Additionally, you can also find out more information about the different errors that may be encountered. While many web users may have learned through experience that a 404 error means a missing page, there are numerous other errors based on time-outs and permissions issues that might not be so easily picked up by general site audit software.
Overall, while it’s great that other tools can provide data on your website, the Screaming Frog Log File Analyzer allows you to sift through your own raw data for clues as to how to better optimize for search engines and human users alike.
webconfs offers a wide range of different SEO tools, but one of its more unique offerings is the webconfs dead link finder.
A lot of big SEO tool providers offer to crawl or explore your website, but often their focus isn’t on dead links as much as general SEO issues. Additionally, some tools that do offer to find dead links require that each page to be checked be individually submitted as a URL. While you could upload a sitemap to one of the more powerful SEO tool providers out there, sometimes it’s good to be able to simply do a quick and easy check.

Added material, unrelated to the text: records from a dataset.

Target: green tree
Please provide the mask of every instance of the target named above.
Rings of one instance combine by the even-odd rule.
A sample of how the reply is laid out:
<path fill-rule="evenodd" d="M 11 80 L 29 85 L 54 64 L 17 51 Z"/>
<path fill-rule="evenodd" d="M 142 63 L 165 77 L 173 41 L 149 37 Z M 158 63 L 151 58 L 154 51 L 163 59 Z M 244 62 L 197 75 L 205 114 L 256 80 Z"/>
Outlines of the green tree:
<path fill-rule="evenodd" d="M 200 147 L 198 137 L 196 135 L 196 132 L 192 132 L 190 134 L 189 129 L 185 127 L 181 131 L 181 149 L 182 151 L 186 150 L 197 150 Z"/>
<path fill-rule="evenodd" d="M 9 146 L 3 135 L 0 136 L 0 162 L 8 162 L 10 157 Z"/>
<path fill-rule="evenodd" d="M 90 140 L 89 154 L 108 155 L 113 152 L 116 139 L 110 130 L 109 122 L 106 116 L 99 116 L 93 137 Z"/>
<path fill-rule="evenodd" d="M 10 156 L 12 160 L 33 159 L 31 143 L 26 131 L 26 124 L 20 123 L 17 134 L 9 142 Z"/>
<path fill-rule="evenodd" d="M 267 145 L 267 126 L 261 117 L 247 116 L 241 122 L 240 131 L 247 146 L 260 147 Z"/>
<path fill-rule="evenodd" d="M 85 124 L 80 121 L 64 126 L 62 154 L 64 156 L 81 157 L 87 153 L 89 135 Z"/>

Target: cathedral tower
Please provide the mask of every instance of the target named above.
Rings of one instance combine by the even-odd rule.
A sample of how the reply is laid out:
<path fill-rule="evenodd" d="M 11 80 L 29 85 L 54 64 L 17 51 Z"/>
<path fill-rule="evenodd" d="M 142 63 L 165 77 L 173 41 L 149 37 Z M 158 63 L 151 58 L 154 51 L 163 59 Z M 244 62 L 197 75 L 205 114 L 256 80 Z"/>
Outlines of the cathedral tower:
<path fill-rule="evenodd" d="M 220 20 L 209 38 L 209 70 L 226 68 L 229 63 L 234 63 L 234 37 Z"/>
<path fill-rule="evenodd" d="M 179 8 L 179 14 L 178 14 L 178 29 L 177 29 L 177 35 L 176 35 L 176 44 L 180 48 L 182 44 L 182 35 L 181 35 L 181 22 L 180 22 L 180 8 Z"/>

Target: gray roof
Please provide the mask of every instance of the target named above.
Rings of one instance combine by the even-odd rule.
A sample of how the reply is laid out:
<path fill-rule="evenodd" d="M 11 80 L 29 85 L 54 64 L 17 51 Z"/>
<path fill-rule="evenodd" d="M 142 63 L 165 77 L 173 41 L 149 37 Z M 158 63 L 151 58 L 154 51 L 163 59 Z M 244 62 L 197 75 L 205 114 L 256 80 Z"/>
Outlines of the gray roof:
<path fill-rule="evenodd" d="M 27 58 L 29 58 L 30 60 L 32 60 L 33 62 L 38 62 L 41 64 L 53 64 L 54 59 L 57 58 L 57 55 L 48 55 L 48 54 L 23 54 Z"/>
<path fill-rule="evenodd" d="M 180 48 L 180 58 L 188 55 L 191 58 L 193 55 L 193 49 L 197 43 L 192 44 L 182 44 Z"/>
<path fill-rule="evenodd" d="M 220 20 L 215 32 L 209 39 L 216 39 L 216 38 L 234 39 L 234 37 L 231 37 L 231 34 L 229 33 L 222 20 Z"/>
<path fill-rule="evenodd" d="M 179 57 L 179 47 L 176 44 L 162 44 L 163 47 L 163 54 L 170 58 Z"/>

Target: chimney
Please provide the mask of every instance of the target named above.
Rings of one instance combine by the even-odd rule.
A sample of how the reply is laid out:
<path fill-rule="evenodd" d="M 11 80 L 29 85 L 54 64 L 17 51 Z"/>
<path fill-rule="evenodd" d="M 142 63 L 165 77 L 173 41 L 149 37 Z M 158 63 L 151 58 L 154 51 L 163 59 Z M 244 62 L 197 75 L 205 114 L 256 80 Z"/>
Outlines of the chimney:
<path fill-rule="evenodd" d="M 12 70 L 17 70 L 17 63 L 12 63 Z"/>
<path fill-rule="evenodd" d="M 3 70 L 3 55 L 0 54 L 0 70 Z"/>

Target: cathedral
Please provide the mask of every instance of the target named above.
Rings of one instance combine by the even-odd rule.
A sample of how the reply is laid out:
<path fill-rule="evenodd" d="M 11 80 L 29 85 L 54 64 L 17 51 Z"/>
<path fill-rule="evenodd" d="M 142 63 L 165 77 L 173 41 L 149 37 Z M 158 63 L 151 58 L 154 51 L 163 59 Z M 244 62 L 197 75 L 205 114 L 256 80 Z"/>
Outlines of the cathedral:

This is where the webconfs dead link finder comes into its own, crawling your site for HTTP status reports from all of the links that it finds. While the tool itself is relatively simple, it’s an invaluable way to look for errors that might otherwise be easily missed in all the mass of data from big SEO toolsets. Additionally, it’s a browser-based tool that lists the results in a clear and easy to see manner, so identifying broken links is an easy and painless process.
As with log file analyzers, a dead link finder is a good way to find obvious problems with your website navigation, because if you need to link into a main section of pages, but the only link to it is broken, then you can’t expect all search engines to find and crawl those pages, and even those that find them via a sitemap may devalue them as orphan content.
Overall, the webconfs dead link checker is a simple and easy to use tool, but is a great one to add to your general onsite SEO arsenal, and you can analyze your first 1,000 links for free.
Crazy Egg was one of the first companies to bring heat-mapping to the wider internet, and the company is still going strong. If you’re not familiar with heat-mapping, it’s a way of following the user experience of a website using eye-tracking to see where a user focus goes on the page.
While heat-mapping is not technically an SEO tool, it has generated a lot of interest in SEO circles precisely because of its overlap with onpage design and development for general SEO and marketing purposes. This means that when a SEO consultant or agency looks at onpage elements, heat-mapping has become an established part of general toolkit for optimizing client websites.
On the of most mentioned aspects of heat-mapping is that users are generally drawn to the top left section of the page content, possibly because we’re programmed to read from left to right in English, and therefore this is the area that marketers like to aim to place their CTAs. However, for SEO purposes it requires a more in-depth analysis, especially in terms of the optimum placement of navigation links to help with the user experience.
Crazy Egg offers one of the leading heat-mapping services, and provide heatmaps, scrollmaps, and click reports. This allows SEO’s to learn how to better apply content as well as CTAs, and allows for greater insights when it comes to website analytics tools.
Pricing is relatively cheap and there is also a 30-day trial available.